No conteste, quería que pasara obvio pero no sabía que decir, así que solo esperé a que entrara al baño, dejo el bastón en la entrada y se dirigió al baño, la cortina era transparente así que ví que estaba parado viendo, agarrándose el paquete duro que tenía dentro de su pantalón, no decía nada, así que tome mi toalla empecé a secarme, abrí la cortina y me dijo

-que ricas tienes las chichis, déjame comerte las, yo solo me quite la toalla y abrí las manos, el viejo se me dejó ir me chupaba los pechos desesperado, empezaba a tocar mis nalgas, y me dijo que yo me veía como un ángel, pero en realidad era una puta, eso me calentó muchísimo, así que le quise regresar el cumplido le empecé a abrir el pantalón y le saque la verga y se la empecé a chupar, la tenía grande, blanca y la cabeza rosita, casi sin venas, después me paro y me voltio, me agachó y me la empezó a meter, era lo que en esos dos días tanto esperaba, así que solo me deje llevar por las estampadas, el viejo estaba lujurioso, empezó a darme más duro, hasta que sentí como su leche empezaba a escurrir entre mis piernas, yo estaba al mil, aún quería más, pero entendía que el señor ya era de edad y tal vez no podría con uno más, así que empecé a masturbarme delante de él, el me quitó la mano, y empezó a masturbarme él, lo hacía delicioso, a pensar de ser un señor y de trabajar con madera sus dedos eran muy suaves y firmes, después de un rato masturbandome se le volvió a parar, me dijo que me fuera ala cama, obedecí y me acosté para hacerlo de misionero, el se acercó a la cama, y me dijo que se la chupara, y así lo hice, después me dijo que lo dejara acostar a el abajo, así que le dí espacio para que se acostara, y lo monte, no pasó mucho tiempo de darle unos sentones, cuando sentí que me venía, fue riquísimo terminar juntos, le llene su estómago de mis líquidos y de su leche, el viejo escucho ruido afuera y se salió de mi cuarto.

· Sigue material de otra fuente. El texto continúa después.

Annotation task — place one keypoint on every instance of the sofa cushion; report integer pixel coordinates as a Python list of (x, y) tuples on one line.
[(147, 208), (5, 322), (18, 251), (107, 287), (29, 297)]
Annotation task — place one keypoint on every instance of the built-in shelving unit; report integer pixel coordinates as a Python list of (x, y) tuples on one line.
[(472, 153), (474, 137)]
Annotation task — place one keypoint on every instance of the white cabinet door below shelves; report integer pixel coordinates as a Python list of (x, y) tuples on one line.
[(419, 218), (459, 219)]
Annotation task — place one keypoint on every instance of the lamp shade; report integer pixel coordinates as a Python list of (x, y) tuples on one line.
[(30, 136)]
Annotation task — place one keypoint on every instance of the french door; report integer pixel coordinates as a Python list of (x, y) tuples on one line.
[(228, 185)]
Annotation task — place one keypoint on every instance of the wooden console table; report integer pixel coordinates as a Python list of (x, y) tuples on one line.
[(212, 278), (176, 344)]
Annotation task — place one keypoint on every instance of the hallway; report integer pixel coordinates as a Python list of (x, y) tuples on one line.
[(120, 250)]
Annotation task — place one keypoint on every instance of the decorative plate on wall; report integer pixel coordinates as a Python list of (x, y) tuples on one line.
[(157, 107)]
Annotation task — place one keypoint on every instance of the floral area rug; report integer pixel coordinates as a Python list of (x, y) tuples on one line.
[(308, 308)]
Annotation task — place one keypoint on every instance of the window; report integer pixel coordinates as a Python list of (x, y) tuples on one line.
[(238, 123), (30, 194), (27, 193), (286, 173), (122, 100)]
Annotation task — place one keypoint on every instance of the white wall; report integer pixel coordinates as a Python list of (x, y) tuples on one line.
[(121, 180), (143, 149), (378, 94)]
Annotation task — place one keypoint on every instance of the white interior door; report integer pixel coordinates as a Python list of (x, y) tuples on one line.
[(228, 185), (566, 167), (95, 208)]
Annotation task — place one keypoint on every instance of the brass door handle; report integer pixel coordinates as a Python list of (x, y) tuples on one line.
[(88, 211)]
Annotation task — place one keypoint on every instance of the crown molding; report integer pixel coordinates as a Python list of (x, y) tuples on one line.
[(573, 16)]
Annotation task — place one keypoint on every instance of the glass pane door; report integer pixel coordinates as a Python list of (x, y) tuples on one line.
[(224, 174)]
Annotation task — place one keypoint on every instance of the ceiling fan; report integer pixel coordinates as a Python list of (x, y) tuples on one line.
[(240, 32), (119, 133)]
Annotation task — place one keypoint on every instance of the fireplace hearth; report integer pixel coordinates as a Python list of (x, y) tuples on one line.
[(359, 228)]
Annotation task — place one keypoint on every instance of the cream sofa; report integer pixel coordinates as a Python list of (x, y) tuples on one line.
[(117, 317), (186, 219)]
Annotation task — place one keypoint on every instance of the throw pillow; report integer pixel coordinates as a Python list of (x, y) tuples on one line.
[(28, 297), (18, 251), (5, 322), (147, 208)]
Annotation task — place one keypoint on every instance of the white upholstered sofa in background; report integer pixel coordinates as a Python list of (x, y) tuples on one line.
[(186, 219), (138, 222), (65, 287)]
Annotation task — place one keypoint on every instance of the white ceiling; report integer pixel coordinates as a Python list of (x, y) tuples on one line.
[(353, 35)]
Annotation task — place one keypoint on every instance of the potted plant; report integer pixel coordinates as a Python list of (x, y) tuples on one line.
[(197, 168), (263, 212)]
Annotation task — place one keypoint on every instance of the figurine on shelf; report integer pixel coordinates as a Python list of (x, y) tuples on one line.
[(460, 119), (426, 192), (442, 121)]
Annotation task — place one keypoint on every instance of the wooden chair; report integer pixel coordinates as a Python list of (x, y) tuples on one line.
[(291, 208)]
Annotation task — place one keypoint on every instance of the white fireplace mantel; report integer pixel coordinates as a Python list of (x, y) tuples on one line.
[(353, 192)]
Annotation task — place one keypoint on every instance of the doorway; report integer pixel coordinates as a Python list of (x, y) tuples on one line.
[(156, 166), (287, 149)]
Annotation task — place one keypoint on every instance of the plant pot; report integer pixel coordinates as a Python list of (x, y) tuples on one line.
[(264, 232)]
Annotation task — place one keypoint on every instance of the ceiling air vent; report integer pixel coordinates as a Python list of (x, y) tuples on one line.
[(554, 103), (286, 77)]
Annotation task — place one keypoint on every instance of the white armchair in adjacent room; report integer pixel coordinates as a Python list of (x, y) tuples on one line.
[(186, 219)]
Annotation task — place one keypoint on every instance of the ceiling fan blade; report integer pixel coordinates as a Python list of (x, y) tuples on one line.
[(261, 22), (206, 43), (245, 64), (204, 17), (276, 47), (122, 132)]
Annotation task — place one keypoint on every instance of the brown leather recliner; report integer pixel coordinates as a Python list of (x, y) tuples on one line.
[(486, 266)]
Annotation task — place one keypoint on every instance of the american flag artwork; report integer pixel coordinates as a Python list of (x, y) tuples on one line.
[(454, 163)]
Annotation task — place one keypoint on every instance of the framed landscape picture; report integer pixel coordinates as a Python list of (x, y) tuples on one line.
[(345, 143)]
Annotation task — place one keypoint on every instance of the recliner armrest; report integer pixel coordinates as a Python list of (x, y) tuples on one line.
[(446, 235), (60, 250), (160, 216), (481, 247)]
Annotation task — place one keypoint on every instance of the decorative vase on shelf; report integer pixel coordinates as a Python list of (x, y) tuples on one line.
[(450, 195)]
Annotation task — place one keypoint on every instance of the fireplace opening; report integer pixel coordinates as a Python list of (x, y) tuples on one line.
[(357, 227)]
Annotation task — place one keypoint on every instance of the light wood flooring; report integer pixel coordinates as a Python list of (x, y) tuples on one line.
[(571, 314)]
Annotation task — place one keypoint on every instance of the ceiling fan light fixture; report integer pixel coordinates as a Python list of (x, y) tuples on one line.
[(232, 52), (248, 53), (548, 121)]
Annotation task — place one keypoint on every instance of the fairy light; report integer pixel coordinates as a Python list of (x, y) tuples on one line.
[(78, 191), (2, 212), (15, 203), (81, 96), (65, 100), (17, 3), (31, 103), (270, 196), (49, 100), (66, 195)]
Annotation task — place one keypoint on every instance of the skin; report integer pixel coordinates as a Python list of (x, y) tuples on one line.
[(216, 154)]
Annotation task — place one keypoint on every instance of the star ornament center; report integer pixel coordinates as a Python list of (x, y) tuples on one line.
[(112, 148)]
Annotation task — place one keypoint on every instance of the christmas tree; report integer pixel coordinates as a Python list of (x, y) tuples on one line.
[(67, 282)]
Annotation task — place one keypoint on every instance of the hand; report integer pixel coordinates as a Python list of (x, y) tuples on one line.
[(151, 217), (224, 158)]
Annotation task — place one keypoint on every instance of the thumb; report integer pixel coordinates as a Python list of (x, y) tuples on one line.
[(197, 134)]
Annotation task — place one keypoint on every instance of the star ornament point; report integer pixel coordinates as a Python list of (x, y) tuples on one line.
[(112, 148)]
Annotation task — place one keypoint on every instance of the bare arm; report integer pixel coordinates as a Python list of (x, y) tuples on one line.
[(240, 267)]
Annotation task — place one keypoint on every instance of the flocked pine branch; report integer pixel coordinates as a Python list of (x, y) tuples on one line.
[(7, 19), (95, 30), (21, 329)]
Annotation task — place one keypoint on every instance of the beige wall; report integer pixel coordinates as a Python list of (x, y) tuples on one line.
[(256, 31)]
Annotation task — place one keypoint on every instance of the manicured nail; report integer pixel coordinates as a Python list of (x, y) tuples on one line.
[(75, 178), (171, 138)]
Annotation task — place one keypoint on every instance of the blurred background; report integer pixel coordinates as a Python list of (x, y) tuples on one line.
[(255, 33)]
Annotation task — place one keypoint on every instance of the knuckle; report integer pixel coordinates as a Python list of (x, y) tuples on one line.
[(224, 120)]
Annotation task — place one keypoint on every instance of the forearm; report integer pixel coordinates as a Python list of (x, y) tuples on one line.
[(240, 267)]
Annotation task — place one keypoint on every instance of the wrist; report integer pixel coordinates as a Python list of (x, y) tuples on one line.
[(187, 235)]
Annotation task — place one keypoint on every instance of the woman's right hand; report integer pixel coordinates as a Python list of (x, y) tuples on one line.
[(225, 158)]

Yo volví a meter al baño, y cuando salí ya no estaba, pasaron como 10 días, y no lo veía para nada, ya me estaba preocupando, pero después del fin de semana pasado que regrese de un viaje, me lo volví a encontrar, sentado en el mismo lugar volteando a mi ventana, está vez solo abrí la cortina de mi ventana, me desnude y lo espere en mi cama, entro y sin decir una sola palabra, se dejó ir hacia mi cuerpo con la misma lujuria, el mismo deseo del primer día, cogimos delicioso, me puso en 4 y termino en mis nalgas, con su leche blanca y espesa, que me facina...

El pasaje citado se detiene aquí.